Suricata compatibility

You can also use Geographic IP filtering with Suricata-compatible rule strings using the geoip keyword.

To create a Suricata compatible rule string:

  1. Follow steps 1 through 4 of the previous procedure.
  2. For the Rule group format, select Suricata compatible rule string.
  3. For Rule evaluation order, select either Strict order (recommended) or Action order.
  4. Enter a name for the stateful rule group.
  5. For Capacity, enter the maximum capacity you want to allow for the stateful rule group.
  6. Under Suricata compatible rule string, enter an appropriate string based on your source and destination along with the country code to filter traffic for. To use a Geographic IP filter, provide the geoip keyword, the filter type, and the country codes for the countries that you want to filter for.
  7. Suricata supports filtering for source and destination IPs. You can filter on either of these types by itself, by specifying dst or src. You can filter on the two types together with AND or OR logic, by specifying both or any.

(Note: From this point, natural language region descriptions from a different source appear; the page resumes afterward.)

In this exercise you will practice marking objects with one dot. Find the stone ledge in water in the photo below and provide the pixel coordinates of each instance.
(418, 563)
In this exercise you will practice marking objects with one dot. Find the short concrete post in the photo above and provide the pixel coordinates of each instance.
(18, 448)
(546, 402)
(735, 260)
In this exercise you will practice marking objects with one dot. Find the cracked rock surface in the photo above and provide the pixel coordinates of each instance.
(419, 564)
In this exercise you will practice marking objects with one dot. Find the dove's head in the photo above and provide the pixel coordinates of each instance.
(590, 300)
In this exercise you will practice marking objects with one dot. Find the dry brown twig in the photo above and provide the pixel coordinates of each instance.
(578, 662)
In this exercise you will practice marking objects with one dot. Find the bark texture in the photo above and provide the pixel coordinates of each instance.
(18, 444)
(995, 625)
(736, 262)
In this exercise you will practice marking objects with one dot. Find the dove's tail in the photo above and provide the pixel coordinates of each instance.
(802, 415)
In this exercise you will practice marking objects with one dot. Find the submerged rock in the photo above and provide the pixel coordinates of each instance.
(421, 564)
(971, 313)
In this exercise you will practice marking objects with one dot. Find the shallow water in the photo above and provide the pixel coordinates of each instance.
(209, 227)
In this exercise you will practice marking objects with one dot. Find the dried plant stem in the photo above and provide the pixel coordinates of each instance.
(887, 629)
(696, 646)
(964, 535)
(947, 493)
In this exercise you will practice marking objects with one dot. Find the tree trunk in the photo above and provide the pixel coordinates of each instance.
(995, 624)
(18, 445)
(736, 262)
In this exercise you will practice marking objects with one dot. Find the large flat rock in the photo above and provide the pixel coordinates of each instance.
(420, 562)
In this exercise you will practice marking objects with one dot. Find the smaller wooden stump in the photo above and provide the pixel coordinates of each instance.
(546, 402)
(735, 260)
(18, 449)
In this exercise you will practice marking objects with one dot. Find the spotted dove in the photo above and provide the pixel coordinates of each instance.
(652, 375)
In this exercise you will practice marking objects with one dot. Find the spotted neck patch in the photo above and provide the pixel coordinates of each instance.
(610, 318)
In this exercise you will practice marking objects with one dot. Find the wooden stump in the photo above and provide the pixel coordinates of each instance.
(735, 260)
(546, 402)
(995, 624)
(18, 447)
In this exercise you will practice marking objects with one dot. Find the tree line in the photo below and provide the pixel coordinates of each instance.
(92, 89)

For example, the following sample Suricata rule string drops traffic originating from Japan:

drop ip any any -> any any (msg:"Geographic IP from JP,Japan"; geoip:src,JP; sid:55555555; rev:1;)

Note that Suricata determines the location of requests using MaxMind GeoIP databases. MaxMind reports very high accuracy of their data at the country level, although accuracy varies according to factors such as country and type of IP. For more information about MaxMind, see MaxMind IP Geolocation.

If you think any of the Geographic IP data is incorrect, you can submit a correction request to MaxMind at MaxMind Correct GeoIP Data.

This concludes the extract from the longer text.